In the larger case, the fitness franchisor has been ordered to pay its investment advisers $3.2 million for its help in brokering the $505 million sale of Planet Fitness to a private equity firm in 2013. The other payout—$750,000—was to settle a liability lawsuit brought by a 62-year-old woman who said she was injured at one of the company’s franchised clubs because of the club’s negligence in training its personal trainers.
In the first case, a Massachusetts federal judge ruled that Planet Fitness corporate had a fiduciary duty to pay investment advisers America’s Growth Capital (AGC) for AGC’s advising role in the 2013 sale of the company, even though the eventual purchaser of the chain—TSG Consumer Partners LLC—was not specified as a target buyer in the contract Planet Fitness had signed with AGC. The judge in this case relied on documentation and testimony that Planet Fitness had encouraged AGC to pursue TSG, whether or not the company was listed as an early suitor, and that in the eventual sale of Planet Fitness to TSG, AGC would be entitled to compensation.
The court, though, awarded only half the amount of damages AGC had requested. AGC argued that it was due $6.4 million in damages, calculated as 1.33 percent of a claimed sale price of $525.8 million. Court documents set the proper damages at 0.5 percent of an actual sale price of $505 million, and awarded AGC $2.525 million plus $702,960 for prejudgment interest.
Planet Fitness is reportedly considering an IPO and declined to comment on the judge’s order in this case.
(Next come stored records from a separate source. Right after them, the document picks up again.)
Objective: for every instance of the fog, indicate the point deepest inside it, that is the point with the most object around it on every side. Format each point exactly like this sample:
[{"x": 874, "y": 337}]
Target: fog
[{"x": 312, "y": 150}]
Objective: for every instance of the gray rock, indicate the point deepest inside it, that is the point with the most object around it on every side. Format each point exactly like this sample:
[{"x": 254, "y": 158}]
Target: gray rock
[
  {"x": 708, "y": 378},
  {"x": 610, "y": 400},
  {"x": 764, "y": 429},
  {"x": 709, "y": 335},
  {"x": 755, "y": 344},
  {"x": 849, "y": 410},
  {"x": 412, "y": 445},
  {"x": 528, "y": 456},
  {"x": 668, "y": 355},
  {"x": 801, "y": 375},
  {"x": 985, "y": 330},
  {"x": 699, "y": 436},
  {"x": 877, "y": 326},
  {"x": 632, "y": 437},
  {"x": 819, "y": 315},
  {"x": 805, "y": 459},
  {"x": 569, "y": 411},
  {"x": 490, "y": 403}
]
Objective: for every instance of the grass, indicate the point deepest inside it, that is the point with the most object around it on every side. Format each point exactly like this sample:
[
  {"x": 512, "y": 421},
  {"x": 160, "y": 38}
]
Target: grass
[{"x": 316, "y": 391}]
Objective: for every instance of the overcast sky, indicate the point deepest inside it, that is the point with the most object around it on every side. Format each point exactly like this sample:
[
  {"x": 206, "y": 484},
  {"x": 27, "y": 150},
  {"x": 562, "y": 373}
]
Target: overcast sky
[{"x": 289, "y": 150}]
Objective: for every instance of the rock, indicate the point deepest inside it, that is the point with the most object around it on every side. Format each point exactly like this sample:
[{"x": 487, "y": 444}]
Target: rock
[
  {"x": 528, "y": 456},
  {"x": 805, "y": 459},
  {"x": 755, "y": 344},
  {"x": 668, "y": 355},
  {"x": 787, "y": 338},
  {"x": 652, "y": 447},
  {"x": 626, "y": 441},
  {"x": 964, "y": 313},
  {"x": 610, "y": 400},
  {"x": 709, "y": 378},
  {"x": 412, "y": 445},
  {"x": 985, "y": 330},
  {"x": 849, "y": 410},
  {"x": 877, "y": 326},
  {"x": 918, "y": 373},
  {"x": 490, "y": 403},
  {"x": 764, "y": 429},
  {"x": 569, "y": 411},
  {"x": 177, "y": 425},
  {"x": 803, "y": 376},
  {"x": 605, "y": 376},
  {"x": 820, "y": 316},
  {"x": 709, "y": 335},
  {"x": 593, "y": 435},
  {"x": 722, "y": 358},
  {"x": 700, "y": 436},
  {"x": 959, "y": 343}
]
On the heels of the AGC decision, Planet Fitness also settled a $750,000 lawsuit brought by Susan Butler, a 62-year-old fitness club patron. Butler contended that during a 2009 personal training session using a Bosu ball she was “catapulted” into the air, landing on her hip and wrist and breaking both. Butler’s lawyers argued that both the gym and its personal trainer were responsible for the accident, and were not sufficiently aware of the dangers of working with the equipment.
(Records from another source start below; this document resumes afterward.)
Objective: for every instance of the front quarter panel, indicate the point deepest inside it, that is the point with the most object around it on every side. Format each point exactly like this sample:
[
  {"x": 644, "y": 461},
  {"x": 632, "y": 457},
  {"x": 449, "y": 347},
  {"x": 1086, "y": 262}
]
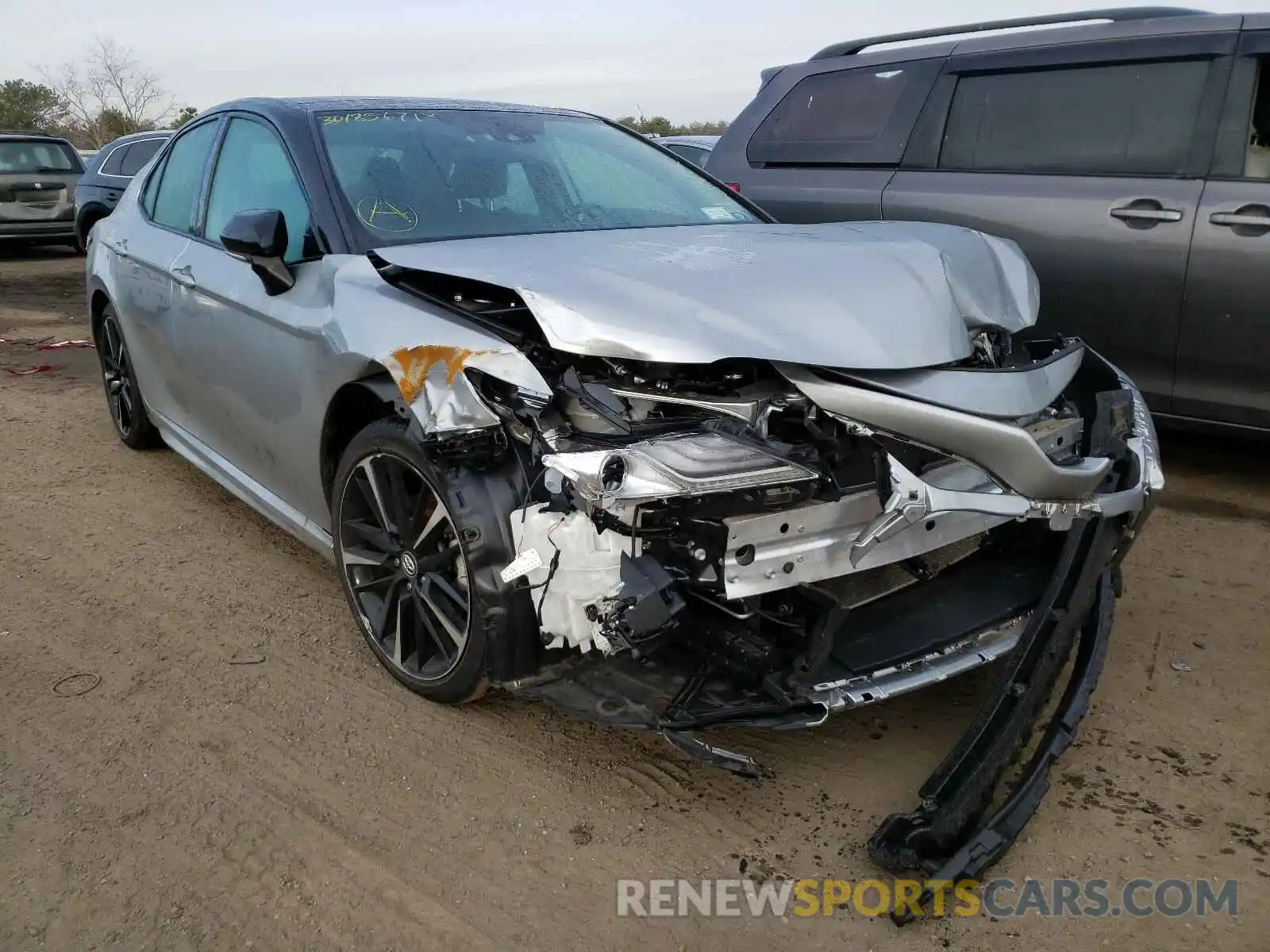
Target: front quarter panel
[{"x": 425, "y": 352}]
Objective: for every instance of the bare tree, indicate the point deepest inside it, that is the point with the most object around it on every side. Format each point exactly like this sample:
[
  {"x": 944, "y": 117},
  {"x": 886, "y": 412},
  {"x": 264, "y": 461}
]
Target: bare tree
[{"x": 106, "y": 93}]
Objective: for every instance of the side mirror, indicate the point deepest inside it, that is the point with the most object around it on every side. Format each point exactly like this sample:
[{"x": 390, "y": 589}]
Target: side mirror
[{"x": 260, "y": 238}]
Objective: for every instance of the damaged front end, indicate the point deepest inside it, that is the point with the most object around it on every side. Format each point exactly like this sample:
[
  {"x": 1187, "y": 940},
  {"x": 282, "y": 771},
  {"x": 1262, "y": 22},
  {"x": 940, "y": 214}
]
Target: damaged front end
[{"x": 755, "y": 543}]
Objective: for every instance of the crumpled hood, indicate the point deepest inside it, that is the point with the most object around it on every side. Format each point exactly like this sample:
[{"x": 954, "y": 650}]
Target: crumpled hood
[{"x": 864, "y": 296}]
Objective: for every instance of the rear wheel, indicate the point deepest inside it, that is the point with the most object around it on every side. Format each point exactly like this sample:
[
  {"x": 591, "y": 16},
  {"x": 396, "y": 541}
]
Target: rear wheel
[
  {"x": 404, "y": 570},
  {"x": 122, "y": 393}
]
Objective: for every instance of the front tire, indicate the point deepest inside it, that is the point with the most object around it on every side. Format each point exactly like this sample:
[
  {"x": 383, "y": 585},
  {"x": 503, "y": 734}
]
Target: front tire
[
  {"x": 122, "y": 393},
  {"x": 403, "y": 562}
]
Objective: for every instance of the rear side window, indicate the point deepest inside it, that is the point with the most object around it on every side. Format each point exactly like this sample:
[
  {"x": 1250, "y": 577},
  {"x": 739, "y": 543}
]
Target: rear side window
[
  {"x": 846, "y": 117},
  {"x": 698, "y": 156},
  {"x": 1119, "y": 120},
  {"x": 111, "y": 167},
  {"x": 137, "y": 155},
  {"x": 183, "y": 178}
]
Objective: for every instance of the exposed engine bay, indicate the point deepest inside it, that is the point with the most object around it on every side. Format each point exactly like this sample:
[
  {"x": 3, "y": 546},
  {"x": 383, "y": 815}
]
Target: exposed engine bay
[{"x": 755, "y": 543}]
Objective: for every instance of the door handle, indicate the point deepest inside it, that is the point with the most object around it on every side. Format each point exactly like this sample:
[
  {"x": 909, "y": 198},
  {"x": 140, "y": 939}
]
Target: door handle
[
  {"x": 1140, "y": 213},
  {"x": 1250, "y": 216}
]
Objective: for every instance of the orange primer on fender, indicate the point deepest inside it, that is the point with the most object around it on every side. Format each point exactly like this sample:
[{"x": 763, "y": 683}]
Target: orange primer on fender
[{"x": 417, "y": 362}]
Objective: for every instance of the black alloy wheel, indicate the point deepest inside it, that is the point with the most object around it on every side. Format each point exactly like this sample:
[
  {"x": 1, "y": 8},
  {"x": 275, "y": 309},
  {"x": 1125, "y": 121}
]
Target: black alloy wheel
[
  {"x": 403, "y": 566},
  {"x": 122, "y": 393}
]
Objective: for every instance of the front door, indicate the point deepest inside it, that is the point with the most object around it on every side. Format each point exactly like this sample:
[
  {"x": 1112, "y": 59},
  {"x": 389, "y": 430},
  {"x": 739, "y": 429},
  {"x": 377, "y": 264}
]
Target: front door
[
  {"x": 144, "y": 241},
  {"x": 1225, "y": 342},
  {"x": 251, "y": 359}
]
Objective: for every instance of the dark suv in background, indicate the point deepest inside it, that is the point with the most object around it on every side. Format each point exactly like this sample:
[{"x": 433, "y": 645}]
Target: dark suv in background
[
  {"x": 1130, "y": 158},
  {"x": 37, "y": 182},
  {"x": 108, "y": 175}
]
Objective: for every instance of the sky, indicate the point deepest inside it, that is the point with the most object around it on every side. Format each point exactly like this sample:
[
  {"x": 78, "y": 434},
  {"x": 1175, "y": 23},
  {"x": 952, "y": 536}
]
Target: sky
[{"x": 683, "y": 59}]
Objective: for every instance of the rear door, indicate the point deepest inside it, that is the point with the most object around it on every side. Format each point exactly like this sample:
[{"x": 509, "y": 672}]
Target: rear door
[
  {"x": 823, "y": 139},
  {"x": 1091, "y": 156},
  {"x": 1223, "y": 349}
]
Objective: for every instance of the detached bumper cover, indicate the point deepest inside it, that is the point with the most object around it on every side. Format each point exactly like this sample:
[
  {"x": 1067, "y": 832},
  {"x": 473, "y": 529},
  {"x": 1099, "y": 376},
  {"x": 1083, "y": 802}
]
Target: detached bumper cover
[{"x": 952, "y": 835}]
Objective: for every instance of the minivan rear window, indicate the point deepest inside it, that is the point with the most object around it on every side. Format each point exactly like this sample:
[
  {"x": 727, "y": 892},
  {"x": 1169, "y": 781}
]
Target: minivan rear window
[
  {"x": 37, "y": 156},
  {"x": 846, "y": 117}
]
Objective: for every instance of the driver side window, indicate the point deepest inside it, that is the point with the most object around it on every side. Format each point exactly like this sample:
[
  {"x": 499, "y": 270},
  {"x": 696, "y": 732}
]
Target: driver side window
[{"x": 253, "y": 171}]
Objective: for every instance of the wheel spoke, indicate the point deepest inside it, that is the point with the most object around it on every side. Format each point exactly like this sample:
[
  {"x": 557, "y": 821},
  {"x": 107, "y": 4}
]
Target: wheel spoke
[
  {"x": 444, "y": 585},
  {"x": 435, "y": 520},
  {"x": 397, "y": 634},
  {"x": 372, "y": 583},
  {"x": 446, "y": 647},
  {"x": 397, "y": 498},
  {"x": 371, "y": 535},
  {"x": 379, "y": 612},
  {"x": 441, "y": 560},
  {"x": 441, "y": 615},
  {"x": 375, "y": 498},
  {"x": 362, "y": 556}
]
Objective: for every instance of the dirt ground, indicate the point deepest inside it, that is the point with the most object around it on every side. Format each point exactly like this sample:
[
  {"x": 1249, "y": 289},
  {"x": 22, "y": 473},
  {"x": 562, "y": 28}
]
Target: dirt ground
[{"x": 245, "y": 774}]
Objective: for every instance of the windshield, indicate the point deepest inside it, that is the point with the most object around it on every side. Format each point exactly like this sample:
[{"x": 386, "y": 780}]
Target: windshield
[
  {"x": 425, "y": 175},
  {"x": 25, "y": 155}
]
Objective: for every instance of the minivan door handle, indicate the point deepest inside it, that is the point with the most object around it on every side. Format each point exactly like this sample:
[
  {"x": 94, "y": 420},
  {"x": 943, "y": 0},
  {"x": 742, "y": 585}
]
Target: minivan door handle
[
  {"x": 1146, "y": 211},
  {"x": 183, "y": 276},
  {"x": 1250, "y": 216}
]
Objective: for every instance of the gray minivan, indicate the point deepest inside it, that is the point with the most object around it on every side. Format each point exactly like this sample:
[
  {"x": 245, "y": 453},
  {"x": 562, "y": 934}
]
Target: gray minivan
[{"x": 1128, "y": 152}]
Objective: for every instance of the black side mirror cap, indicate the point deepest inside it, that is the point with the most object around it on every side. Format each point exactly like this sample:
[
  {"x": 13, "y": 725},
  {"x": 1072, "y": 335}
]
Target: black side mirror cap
[{"x": 260, "y": 236}]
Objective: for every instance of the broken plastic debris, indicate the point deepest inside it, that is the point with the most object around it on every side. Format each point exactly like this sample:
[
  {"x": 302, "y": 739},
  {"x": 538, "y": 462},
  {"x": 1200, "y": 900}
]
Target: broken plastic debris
[{"x": 524, "y": 564}]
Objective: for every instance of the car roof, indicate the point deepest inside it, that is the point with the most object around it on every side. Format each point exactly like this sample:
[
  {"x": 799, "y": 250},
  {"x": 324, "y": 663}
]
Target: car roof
[
  {"x": 705, "y": 141},
  {"x": 279, "y": 108},
  {"x": 31, "y": 136},
  {"x": 133, "y": 136},
  {"x": 1026, "y": 31}
]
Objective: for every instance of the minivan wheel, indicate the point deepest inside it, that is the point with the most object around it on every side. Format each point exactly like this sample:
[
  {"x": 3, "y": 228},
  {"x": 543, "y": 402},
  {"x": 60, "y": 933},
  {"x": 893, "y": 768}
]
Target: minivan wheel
[
  {"x": 122, "y": 393},
  {"x": 402, "y": 562}
]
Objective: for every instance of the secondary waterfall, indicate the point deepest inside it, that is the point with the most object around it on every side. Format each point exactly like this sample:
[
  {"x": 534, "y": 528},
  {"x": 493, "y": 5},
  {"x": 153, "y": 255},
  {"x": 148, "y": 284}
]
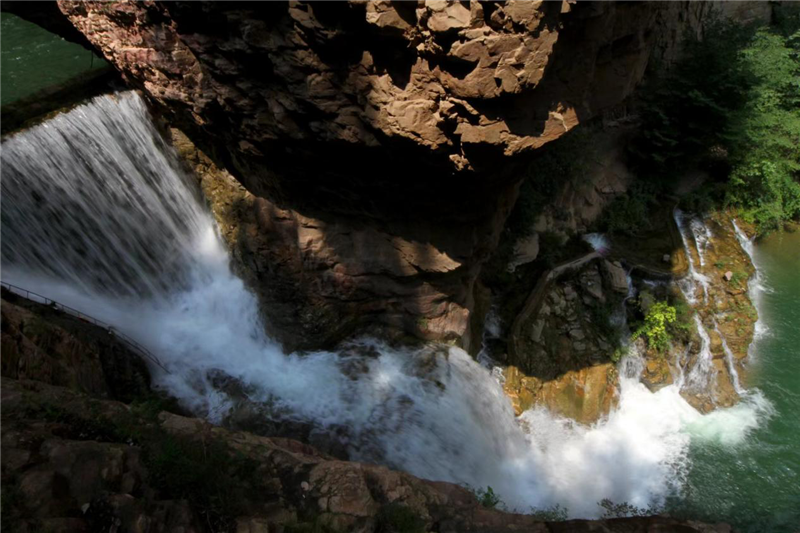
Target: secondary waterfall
[
  {"x": 689, "y": 284},
  {"x": 97, "y": 214}
]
A key issue in this case was whether Butler’s signing of a waiver against personal injury during a club workout would be considered valid. Last week a Connecticut judge ruled that it would not, and so Planet Fitness moved to settle through mediation.
Regarding the Butler case, a Planet Fitness spokesperson would say only that the company is “fully indemnified” by the franchisee at whose location the incident took place.
These two suits have been followed by another one filed yesterday by a woman who asserts the company violated her civil rights by allowing a transgender woman in the women’s locker room and breached her contract by not telling her that the company’s policy allows transgender people to use the locker room of their choice.
Planet Fitness Ordered to Pay Total of $4 Million in Two Court Cases.